I must have appeared a little bewildered by what I saw, because Femi approached me and said hello. She asked me where I was from and what I was doing there, and I answered and asked her the same. She then offered to translate some of the firebrand speeches for me, helping me to make sense of what was going on.
After a brief lull in proceedings, there was an announcement. She tugged at my shirt and said, "Come on, they're going to hold a press conference." The idea of extremists holding a press conference seemed strange to me, but emboldened by her confidence I wandered forward with the other journalists.
A microphone was offered to the journalists, and most of us were reluctant to speak up. But not Femi. She happily grabbed it, introduced herself by name and by organisation (there would be few more identifiably American news brands than Bloomberg, so it was an especially bold move) and proceeded to ask a question.
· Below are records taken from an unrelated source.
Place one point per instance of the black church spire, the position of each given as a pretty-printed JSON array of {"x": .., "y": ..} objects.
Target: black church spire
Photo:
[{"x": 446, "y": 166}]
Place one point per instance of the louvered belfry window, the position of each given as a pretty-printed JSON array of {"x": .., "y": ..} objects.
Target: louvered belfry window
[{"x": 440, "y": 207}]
I'm not sure what she asked, but she was impressive in her bravado.
Afterwards we swapped contact details and exchanged a few emails, including one in which I asked if she knew of any job opportunities.
There was nothing especially poetic in what either of us wrote via email, but just rereading her words today it struck me that they capture some of the joie de vivre she demonstrated in person:
---Your name looks so-Indonesian. :) ---
Its nice to meet you too in the FPI event, Ari. I quit shortly after things done. :)
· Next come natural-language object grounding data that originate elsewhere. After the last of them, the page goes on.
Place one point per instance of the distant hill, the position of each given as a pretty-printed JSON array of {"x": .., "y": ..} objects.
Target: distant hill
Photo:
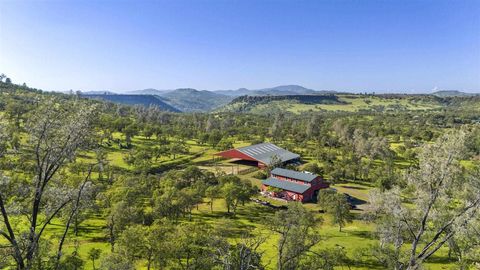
[
  {"x": 192, "y": 100},
  {"x": 274, "y": 91},
  {"x": 149, "y": 91},
  {"x": 272, "y": 104},
  {"x": 453, "y": 93},
  {"x": 99, "y": 92},
  {"x": 348, "y": 103},
  {"x": 144, "y": 100}
]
I have read your blog. Its a nice blog with informal writings wrapping the great content. I like it. :) I also have a blog, femiadi.com, but it is not as good as your blog. It's just a daily-life-stories about corkscrew, travels, friendship, etc.
So, you leave ossie to stay with your partner and work in Indonesia? That's amazing! I will let you know if any media needs a journalist. I have been working in Jakarta since 2003 for Kontan newspaper. My hometown is in Yogyakarta. I moved to Bloomberg since last year.
Let me know if you have some time for having coffee or beer. I have to go out to the south jakarta court for abu bakar bashir trial.
Sadly I never did take up the offer of a coffee or beer, and now it seems the chance has gone forever.
Bodies are still being pulled from the rubble, and so far no individuals have been confirmed as among the dead. So there's always a chance of a miracle.
I didn't know Femi well, but in this brief tribute online at Republika, she is described as gentle, kind and friendly. Sounds just like the person I'd met.
She was also very lively online, operating a blog at femiadi.com and being active on a swag of social media sites.
Farewell, Femi. The world's a poorer place without you.